Généralement, l’on aurait plutôt tendance à aborder cet épastrouillant The Graduation Ceremony, de deux façons radicalement différentes : de peur de ne pas arriver à retranscrire pleinement les multiples émotions qu’il suscite, façonne, écorche ou déterre. La première approche consisterait plutôt à faire court, à user de formules et superlatifs par poignées, histoire d’accrocher puis ferrer l’attention du promeneur du « Net » au plus vite, en moins de temps qu’il ne lui en faudra pour télécharger l’album en suivant sur le très officiel www.josepharthur.com – en lieu et place d’autres achats plus dispensables : un ennuyeux remix de plus, labellisé « Lady « Point » G », le énième et pathétique retour variétoche de Johnny l’Opticien, ou LE sempiternel Hit de l’Été ramoneur de neurones, hardeurs, tongs et… nerfs !
« Un album tendu, profond, en équilibre permanent entre « petit » soi et l’« autre », l’éventuel « autre », qui met du baume à foison et panse peu à peu les diverses plaies et bosses, les petites langueurs de la vie rêvée/fantasmée à deux ! » : serait sans doute à même de faire la maille. De même, que, le très basique, banal, balisé de l’écrit : « 12 chansons écorchées de vif qui déversent du sel sur les plaies béantes de l’« après » rupture, sans omettre pour autant de distiller également le miel ou le foutre à foison, selon affinités sélectives et moments clés à goûter d’urgence : « This is Still My World » (et ses arrangements précis, chiadés) « Love Never Asks You To Lie » (qui s’éteint peu à peu dans un ultime souffle de lutte, de vie, d’envie ?) ou bien encore, l’envoûtant, parfait, intriguant et mélodieux en diable « Gypsy Faded »… entre autres ! ».

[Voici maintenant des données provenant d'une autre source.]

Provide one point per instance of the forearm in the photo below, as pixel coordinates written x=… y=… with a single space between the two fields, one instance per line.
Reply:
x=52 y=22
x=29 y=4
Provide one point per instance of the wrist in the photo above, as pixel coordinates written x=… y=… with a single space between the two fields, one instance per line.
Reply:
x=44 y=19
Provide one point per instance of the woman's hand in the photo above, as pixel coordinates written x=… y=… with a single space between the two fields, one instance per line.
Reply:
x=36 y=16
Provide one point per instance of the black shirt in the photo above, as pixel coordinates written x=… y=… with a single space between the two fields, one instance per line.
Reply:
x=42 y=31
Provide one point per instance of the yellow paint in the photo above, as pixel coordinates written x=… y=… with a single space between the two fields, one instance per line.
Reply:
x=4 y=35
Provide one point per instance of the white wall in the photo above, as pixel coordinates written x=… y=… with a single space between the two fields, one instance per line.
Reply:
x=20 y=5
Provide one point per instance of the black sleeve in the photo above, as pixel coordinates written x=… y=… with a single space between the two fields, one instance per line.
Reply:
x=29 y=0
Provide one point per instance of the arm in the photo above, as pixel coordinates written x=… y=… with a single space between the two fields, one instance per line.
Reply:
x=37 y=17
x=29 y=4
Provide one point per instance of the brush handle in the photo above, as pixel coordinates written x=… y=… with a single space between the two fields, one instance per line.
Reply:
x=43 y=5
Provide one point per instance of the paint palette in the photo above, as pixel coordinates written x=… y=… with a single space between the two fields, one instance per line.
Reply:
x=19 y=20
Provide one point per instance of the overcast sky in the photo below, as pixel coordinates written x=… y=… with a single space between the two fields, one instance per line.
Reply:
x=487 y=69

Il suffirait alors d’y adjoindre une petite pincée de « références » historiques, ou plus récentes – sa découverte passée sous Peter Gabriel, ses chansons « clé » : In The Sun, History, Big City Secrets, Vacancy, Lonely Astronauts, Leave Us Alone… ! Ses escapades de groupe vécues pleinement auprès du gang hétéroclite d’humains musiciens formant les baroques Lonely Astronauts ! – de s’étendre un tantinet sur sa carrière d’Artiste Peintre menée de front, en parallèle ou au contact de ses multiples tournées poussées sans répit autour du globe et des lieux les plus reculés, pour arriver à boucler sèchement l’affaire en mode « laborieux », soit, mais tout de même satisfait du devoir accompli en l’instant « TGC » !

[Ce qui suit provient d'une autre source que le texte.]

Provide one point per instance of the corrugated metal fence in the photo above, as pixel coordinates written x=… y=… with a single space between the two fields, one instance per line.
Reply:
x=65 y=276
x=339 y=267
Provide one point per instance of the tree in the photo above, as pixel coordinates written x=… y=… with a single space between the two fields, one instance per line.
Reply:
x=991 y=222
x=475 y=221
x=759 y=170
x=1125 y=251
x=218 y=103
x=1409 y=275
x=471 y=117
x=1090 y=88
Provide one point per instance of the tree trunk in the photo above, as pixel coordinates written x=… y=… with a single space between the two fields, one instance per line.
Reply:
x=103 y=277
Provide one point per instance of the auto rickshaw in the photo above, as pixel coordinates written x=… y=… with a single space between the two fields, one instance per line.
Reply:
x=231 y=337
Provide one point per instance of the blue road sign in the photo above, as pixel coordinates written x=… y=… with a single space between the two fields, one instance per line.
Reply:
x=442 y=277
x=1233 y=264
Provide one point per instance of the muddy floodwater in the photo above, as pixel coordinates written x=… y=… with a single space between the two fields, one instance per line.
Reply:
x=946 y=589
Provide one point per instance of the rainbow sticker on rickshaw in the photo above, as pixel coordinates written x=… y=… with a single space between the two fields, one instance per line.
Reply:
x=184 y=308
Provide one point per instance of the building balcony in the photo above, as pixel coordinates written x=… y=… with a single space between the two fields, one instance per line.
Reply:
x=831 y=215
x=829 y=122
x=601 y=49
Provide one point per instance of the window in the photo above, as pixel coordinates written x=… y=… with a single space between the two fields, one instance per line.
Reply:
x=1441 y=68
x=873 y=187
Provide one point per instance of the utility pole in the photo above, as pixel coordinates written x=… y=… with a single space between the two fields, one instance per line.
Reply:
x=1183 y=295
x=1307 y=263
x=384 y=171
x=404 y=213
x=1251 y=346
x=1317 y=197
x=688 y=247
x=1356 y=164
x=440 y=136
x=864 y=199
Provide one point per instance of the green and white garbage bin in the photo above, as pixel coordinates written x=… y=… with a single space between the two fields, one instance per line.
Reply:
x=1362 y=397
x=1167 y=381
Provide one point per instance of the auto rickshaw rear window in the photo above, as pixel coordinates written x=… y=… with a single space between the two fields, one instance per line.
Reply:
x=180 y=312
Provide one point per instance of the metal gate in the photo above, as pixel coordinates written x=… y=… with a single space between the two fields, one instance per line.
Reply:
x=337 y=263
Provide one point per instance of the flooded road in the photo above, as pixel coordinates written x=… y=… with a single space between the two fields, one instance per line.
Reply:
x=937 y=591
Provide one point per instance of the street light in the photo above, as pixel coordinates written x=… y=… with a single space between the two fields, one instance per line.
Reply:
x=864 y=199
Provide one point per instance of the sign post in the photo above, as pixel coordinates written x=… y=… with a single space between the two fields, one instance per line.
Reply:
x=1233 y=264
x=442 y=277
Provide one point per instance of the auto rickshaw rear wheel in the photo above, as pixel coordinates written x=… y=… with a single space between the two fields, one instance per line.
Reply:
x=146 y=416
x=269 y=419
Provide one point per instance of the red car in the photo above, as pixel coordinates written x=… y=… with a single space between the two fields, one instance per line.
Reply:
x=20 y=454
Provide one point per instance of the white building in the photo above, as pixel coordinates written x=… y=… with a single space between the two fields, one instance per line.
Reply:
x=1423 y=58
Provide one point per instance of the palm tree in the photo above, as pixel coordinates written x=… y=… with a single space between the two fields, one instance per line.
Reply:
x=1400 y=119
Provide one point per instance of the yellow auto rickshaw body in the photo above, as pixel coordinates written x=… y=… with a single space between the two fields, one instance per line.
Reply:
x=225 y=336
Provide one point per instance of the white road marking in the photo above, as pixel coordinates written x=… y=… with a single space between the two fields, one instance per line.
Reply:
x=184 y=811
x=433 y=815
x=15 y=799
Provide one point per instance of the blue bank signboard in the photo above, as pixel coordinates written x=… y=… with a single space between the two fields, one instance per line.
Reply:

Lors, cela me paraîtrait néanmoins et (mal)proprement insuffisant, « petit », indigne de la qualité intrinsèque affichée par ce très bel effort créatif qu’est et sera The Graduation Ceremony. Lorsque l’artiste s’implique, se livre, s’« arrache » à ce point pour NOUS faire don d’une réelle partie de lui au final, la moindre des choses est de s’impliquer pleinement à notre tour, ou bien tenter de se hisser à son niveau d’exigence au moment de disséquer la chose ; un juste retour des choses, ce me semble, histoire que de remercier chaleureusement la main qui crée, qui façonne, qui donne, retourne, et comble.
Depuis l’inaugural Out On A Limb, jusqu’au point de non retour du couple, lesté d’amertume (Love Nevers Asks You To Lie) affiché en mode « Putain de Saint-Valentin de mes deux ! », l’album flatte les pavillons (et la coproduction de John Alagia) séduit sans forcer : niché sous une fine couche d’acoustiques cristallines, de rondes basses posées d’espace en contrepoint, de notes de claviers minimales, de bases rythmiques qui tissent et « habitent » le tout, plus qu’elles ne pulsent, au final (œuvre du « fantasmagoricoexceptionneloélevésouspeauxettoms » batteur de légende qu’est Jim Keltner, qui ce sera assis, quarante années durant, derrière LE gratin du Rock, du Blues, du Jazz ou de la Folk : depuis George Harrison, Ry Cooder, Pink Floyd, Roy Orbison, Neil Young, Éric Clapton, Brian Wilson, ou Dylan… Bob !)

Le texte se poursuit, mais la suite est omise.